Ahead of a spring 2024 semester launch of Keene State’s esports program, a head coach was officially announced in an email sent to students by President Treadwell on behalf of the athletics department on Thursday, Nov 9.
Noah Drouin, graduate program class of 2021, has been hired as the first head coach of the program. Drouin will officially start on Nov. 27.
“I’m just excited to promote Keene State as an institution and get our program off the ground and really make a name for our program right off the bat,” Drouin said in an interview with The Equinox.
Drouin said he has always wanted to turn his love for gaming into a full-time job.
Martin Testo, director of athletics, said, “His passion, it just lights me up, man.”

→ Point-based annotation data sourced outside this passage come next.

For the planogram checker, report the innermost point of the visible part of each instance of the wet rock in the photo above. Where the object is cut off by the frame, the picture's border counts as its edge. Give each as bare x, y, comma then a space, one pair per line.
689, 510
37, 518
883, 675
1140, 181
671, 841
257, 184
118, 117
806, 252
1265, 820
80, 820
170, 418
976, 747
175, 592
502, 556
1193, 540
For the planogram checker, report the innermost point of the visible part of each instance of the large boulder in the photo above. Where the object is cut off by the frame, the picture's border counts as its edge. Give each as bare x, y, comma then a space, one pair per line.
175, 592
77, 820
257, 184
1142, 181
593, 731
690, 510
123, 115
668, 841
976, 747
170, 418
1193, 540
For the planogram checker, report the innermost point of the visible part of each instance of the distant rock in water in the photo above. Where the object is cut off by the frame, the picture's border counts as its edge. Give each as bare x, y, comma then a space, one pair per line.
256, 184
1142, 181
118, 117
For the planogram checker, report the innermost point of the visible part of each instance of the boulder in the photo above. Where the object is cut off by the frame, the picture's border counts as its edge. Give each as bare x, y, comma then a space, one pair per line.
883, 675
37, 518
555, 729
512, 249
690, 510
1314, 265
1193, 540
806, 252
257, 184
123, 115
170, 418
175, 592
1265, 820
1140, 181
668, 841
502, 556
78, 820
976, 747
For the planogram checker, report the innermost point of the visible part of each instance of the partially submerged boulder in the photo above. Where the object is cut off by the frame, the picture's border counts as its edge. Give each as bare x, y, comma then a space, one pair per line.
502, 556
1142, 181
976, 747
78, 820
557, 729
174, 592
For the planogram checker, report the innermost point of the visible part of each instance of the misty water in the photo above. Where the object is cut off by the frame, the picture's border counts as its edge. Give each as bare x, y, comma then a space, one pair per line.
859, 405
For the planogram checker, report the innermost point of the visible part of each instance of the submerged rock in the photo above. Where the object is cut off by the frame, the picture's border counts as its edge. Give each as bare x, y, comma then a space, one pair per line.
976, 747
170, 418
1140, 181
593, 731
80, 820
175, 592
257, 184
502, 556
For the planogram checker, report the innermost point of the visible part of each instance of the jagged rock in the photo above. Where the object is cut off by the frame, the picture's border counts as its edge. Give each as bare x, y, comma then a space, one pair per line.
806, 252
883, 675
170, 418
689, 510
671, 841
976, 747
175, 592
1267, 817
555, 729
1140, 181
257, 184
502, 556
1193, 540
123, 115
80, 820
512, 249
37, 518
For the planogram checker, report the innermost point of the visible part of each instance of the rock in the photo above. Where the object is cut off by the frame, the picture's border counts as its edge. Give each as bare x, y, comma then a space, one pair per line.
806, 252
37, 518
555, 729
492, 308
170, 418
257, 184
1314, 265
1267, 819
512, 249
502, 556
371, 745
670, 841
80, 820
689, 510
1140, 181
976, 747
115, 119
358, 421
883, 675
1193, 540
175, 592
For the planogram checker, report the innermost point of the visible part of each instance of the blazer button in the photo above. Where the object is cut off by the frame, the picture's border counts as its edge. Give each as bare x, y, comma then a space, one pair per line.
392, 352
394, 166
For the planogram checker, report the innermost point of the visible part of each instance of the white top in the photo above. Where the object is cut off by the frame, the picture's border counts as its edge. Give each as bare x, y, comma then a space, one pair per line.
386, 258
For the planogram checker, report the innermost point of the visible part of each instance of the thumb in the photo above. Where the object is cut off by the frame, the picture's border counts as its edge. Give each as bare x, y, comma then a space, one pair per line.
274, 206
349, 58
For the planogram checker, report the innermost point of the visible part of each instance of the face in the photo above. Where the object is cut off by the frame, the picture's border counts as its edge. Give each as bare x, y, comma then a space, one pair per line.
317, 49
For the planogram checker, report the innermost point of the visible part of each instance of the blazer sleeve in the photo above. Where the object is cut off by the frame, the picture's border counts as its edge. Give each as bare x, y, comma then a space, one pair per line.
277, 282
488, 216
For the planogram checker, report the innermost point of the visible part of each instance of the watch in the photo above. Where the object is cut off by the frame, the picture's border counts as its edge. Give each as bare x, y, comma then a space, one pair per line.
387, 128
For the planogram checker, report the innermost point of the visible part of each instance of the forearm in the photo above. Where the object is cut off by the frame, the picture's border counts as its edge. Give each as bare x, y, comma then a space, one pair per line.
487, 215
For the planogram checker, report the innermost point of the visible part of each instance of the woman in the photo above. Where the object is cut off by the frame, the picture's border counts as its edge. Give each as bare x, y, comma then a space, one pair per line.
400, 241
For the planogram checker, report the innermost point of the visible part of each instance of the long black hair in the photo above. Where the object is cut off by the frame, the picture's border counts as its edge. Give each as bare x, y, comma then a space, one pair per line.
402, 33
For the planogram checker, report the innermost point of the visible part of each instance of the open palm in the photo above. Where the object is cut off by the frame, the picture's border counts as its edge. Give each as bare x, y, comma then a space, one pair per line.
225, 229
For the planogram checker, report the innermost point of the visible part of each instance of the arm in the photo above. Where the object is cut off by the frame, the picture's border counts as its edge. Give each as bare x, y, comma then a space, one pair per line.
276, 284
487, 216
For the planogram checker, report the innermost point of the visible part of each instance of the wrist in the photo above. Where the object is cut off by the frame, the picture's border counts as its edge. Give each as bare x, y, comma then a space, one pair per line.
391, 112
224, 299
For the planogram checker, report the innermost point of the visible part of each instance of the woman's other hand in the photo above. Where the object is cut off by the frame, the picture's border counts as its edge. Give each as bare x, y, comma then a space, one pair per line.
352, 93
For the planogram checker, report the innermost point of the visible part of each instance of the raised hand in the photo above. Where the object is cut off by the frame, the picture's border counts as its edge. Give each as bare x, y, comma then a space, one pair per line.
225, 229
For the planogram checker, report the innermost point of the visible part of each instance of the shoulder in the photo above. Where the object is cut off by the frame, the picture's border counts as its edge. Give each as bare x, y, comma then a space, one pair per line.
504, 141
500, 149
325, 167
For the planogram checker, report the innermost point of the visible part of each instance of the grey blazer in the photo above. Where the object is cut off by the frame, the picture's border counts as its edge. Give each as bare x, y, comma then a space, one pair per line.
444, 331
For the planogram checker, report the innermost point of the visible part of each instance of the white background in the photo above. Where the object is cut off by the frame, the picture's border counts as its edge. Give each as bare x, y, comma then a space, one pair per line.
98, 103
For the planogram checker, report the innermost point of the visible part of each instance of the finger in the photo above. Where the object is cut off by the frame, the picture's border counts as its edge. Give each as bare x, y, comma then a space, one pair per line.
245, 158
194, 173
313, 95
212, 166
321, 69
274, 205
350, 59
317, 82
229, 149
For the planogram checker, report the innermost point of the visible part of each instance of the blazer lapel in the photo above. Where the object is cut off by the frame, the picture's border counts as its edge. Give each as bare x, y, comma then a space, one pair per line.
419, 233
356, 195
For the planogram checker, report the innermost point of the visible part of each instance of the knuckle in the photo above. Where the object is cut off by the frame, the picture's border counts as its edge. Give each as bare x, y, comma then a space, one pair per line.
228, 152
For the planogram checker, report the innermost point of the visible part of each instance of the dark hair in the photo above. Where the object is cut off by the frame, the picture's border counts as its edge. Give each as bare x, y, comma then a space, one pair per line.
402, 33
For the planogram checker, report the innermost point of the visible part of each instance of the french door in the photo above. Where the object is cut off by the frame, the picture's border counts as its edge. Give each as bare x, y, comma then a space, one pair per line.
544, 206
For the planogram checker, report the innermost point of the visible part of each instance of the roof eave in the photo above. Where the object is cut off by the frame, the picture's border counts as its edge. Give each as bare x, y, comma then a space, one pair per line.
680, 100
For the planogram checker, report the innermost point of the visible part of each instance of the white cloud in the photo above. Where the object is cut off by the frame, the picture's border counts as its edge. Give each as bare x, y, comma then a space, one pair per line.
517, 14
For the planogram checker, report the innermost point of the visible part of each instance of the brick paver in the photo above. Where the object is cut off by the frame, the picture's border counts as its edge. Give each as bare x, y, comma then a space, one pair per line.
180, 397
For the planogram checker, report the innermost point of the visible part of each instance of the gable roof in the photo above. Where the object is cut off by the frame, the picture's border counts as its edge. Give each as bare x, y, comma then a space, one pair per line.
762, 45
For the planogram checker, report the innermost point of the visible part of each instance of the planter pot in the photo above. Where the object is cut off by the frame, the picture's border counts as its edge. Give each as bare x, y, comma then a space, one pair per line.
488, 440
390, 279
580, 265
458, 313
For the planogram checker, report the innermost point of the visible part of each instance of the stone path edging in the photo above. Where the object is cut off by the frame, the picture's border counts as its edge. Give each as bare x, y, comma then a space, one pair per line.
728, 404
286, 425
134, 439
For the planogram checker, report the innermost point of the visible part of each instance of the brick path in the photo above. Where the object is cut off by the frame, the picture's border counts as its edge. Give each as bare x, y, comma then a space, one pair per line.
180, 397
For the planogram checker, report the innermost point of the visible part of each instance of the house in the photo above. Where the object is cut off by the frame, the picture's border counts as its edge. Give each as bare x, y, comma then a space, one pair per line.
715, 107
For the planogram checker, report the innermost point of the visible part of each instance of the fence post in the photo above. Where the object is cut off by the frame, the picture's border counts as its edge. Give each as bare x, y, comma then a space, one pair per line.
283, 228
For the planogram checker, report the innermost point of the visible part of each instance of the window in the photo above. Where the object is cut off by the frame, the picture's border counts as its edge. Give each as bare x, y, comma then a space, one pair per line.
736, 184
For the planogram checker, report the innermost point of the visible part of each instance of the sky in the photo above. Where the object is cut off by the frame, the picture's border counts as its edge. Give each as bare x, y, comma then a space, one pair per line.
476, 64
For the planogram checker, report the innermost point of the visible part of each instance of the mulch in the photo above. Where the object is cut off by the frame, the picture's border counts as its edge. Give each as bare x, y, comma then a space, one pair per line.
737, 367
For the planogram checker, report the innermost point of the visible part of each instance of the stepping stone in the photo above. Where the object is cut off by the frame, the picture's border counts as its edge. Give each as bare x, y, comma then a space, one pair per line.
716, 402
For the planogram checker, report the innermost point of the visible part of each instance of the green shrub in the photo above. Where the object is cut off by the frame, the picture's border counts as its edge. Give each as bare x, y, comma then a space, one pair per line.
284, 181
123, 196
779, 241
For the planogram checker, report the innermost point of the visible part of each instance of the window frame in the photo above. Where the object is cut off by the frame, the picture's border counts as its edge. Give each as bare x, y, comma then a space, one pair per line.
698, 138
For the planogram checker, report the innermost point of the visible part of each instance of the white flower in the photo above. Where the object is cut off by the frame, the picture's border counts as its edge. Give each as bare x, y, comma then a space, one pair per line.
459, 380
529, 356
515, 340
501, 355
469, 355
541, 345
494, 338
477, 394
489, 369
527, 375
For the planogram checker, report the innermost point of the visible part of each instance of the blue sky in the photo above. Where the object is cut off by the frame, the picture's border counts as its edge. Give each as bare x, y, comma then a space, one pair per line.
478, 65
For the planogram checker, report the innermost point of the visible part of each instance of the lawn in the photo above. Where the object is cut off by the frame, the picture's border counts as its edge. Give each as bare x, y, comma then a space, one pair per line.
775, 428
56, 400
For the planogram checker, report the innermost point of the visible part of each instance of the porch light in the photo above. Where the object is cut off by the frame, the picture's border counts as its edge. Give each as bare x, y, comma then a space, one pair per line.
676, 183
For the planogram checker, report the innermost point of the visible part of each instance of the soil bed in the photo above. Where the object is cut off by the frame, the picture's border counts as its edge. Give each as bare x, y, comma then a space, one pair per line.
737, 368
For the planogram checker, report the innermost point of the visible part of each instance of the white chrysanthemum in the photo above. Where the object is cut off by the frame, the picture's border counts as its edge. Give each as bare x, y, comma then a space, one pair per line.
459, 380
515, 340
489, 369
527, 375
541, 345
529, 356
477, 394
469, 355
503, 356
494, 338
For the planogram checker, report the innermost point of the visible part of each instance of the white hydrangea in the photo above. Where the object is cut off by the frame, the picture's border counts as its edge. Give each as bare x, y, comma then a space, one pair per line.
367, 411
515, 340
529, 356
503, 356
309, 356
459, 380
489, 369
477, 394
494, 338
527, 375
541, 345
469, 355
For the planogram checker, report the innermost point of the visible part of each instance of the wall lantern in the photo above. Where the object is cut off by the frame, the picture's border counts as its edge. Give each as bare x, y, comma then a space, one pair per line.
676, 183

Testo said the search for a head coach was deemed successful and they were able to hire someone who would come to Keene State with “tremendous experience and tremendous passion and excitement to being able to do this at his alma mater.”
Drouin previously graduated from Keene State in 2020 with a bachelor’s in education and continued his academic journey to graduate with a master’s in education and curriculum and instruction.
He currently works in high schools as an advocate and advisor for a program called Trio Upward Bound, which helps underrepresented students.
Drouin is no stranger to the world of esports. From March 2022 to August 2022, he said he played “Pokémon Unite,” a free-to-play multiplayer online battle arena (MOBA) game for the Nintendo Switch. While doing so, his team placed top 16 nationally.
Additionally, he works with Fort Lewis College in Colorado’s esports program, taking on more of an administrative role, he said.
Besides Pokémon Unite, Drouin said he likes to play first-person shooters and other single-player games. Currently, he said he is playing a lot of “Fortnite,” “Starfield” and “Call of Duty”
He said his favorite game is “Overwatch,” something he said he would like to launch pretty quickly in the program.
However, as of right now he said there are only two games “locked in” for the program: “Rocket League” and Super Smash Bros.”
For the program, Drouin said, “I want Keene State to have a reputation as a top-tier esports institution that can compete at the highest level of competition.”
He noted it is exciting to see Keene State recognize the esports program under the athletics department.
“I think having that legitimacy of being recognized as a varsity athletic program is very important,” he said.
First, he plans to recruit in-house from the student body, but eventually, he will work to scout high school students to build the program to “make a team that can represent the standard of athletic achievement that Keene State is known for.”
Additionally, he is working to find at least one assistant coach but would like to have an assistant coach for every title that they offer.
“All these things are starting to take shape now that we put Noah into place and he’s getting all the research and all the information that the esports teams have done here and he’s starting to bring it to fruition,” Testo said.
Testo also noted the designs for LLC room 129 to be transformed into the esports hub have been completed.
As of the last time Testo checked, he said there was interest in the program from 55 to 60 students, according to a survey conducted by the department.
“[It’s] super super interesting for someone who coached baseball for many years at its collegiate level, like this is a different animal, man, like it’s different.”
Even though future members of the esports program will be able to compete against other players from across the country, travel is still up in the air.
Testo said if the team gets elected to compete in a national tournament, the team will have to go.